On Sat, 19 Jan 2013, Jens Kristian S?gaard wrote:

> Hi Sage,
> 
> > Do you have a full log for this?
> 
> I upped the log level and started the osd again.
> 
> It ran for 23 seconds and then suddenly crashed out of the blue.
> 
> The last log lines were:
> 
> 2013-01-19 19:31:39.975475 7f50de7fc700 10 osd.2 pg_epoch: 416 pg[0.fc( v
> 164'38593 (164'37592,164'38593] local-les=247 n=2622 ec=1 les/c 247/156
> 379/379/379) [1,3] r=-1 lpr=379 pi=152-378/14 lcod 0'0 inactive NOTIFY]

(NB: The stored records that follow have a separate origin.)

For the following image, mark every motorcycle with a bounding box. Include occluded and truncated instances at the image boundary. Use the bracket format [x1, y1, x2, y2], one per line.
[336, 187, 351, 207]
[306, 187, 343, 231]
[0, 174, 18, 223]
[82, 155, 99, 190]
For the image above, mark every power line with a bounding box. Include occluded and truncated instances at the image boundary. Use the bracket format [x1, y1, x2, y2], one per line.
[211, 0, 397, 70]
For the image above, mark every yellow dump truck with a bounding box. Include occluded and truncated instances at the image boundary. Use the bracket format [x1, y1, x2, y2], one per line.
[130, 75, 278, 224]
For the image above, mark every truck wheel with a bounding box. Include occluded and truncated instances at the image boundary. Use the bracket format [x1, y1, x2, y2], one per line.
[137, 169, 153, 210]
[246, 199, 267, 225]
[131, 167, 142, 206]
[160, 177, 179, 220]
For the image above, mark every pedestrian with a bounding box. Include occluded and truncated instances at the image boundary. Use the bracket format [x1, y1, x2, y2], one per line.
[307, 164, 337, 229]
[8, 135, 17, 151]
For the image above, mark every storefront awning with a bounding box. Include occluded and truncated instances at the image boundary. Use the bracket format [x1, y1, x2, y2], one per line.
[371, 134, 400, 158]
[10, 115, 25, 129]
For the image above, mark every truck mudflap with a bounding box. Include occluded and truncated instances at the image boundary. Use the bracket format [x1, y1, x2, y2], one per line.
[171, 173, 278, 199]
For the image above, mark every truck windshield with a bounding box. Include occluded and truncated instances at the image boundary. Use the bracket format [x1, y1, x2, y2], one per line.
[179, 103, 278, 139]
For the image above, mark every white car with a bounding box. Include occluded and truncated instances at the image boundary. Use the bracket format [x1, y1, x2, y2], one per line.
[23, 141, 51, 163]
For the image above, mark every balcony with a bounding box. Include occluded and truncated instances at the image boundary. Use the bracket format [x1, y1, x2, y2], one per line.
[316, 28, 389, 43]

> state<Reset>: Reset advmap
> 2013-01-19 19:31:39.975483 7f50de7fc700 10 osd.2 pg_epoch: 416 pg[0.fc( v
> 164'38593 (164'37592,164'38593] local-les=247 n=2622 ec=1 les/c 247/156
> 379/379/379) [1,3] r=-1 lpr=379 pi=152-378/14 lcod 0'0 inactive NOTIFY]
> _calc_past_interval_range: already have past intervals back to 156
> 2013-01-19 19:31:39.975495 7f50de7fc700 10 osd.2 pg_epoch: 416 pg[0.fc( v
> 164'38593 (164'37592,164'38593] local-les=247 n=2622 ec=1 les/c 247/156
> 379/379/379) [1,3] r=-1 lpr=379 pi=152-378/14 lcod 0'0 inactive NOTIFY]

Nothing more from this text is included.